3.2. Una volta effettuata questa diversa imputazione del pagamento in questione, rientra tra i poteri del giudice di seconde cure – senza perciò incorrere nel vizio di ultra petizione – operare d’ufficio la compensazione impropria tra i debiti e crediti reciproci tra le parti aventi origine in uno stesso rapporto, risolvendosi in una
verifica delle reciproche poste attive e passive delle parti, senza che sia necessaria la riproposizione in appello della domanda di compensazione, posto che nel caso che ci occupa l’accertamento si fonda su circostanze fattuali tempestivamente acquisite al processo (Cass. Sez. 2, Ordinanza n. 6700 del 13/03/2024, Rv. 670497 -01; Cass. Sez. 1, Ordinanza n. 33872 del 17/11/2022, Rv. 666238 – 01).
3.3. Priva di pregio è, altresì, la censura della ricorrente in merito all’asserita erronea distribuzione degli oneri di prova: avendo il convenuto COGNOME dedotto la sussistenza di un contratto di prestazione professionale, quale fatto modificativo della pretesa dell’allora opponente, incombeva su di lui l’onere di dimostrare il suo credito, ossia la prova del conferimento dell’incarico e del suo effettivo espletamento (ex multis di recente: Cass. Sez. 2, Ordinanza n. 21522 del 20/08/2019, Rv. 655206 -01; Cass. Sez. 2, Sentenza n. 9254 del 20/04/2006, Rv. 588986 – 01).

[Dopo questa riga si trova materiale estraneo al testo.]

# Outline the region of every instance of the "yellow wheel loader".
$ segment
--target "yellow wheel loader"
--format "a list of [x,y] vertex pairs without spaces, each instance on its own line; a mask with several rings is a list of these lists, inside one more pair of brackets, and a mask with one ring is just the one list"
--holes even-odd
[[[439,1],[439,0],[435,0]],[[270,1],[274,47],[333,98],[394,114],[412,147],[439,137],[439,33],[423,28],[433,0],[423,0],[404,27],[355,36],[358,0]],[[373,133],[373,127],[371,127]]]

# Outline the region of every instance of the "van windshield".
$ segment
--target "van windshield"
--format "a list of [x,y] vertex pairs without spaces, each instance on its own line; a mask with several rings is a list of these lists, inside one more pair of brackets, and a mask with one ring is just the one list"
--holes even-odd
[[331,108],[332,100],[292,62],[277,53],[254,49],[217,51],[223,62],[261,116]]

4. In definitiva, il Collegio rigetta il ricorso.
Le spese seguono la soccombenza come da dispositivo.
Poiché il ricorso è stato proposto successivamente al 30 gennaio 2013, stante il tenore della pronuncia, va dato atto, ai sensi dell’art. 13, comma 1quater D.P.R. n. 115 del 2002, della sussistenza dei presupposti processuali per il versamento, da parte dei ricorrenti, di un ulteriore importo a titolo di contributo unificato pari a quello previsto per il ricorso, a norma dell’art. 13, comma 1 -bis , del D.P.R. n. 115 del 2002, se dovuto.
P.Q.M.
La Corte Suprema di Cassazione rigetta il ricorso;
condanna la parte ricorrente al pagamento delle spese del giudizio di legittimità, in favore della controricorrente, che liquida in €. 3.0 00,00 per compensi, oltre ad €. 200,00 per esborsi e agli accessori di legge nella misura del 15%.
Ai sensi dell’art. 13, comma 1quater D.P.R. n. 115 del 2002, sussistono i presupposti processuali per il versamento, da parte dei
ricorrenti, di un ulteriore importo a titolo di contributo unificato pari a quello previsto per il ricorso, a norma dell’art. 13, comma 1 -bis, del D.P.R. n. 115 del 2002, se dovuto.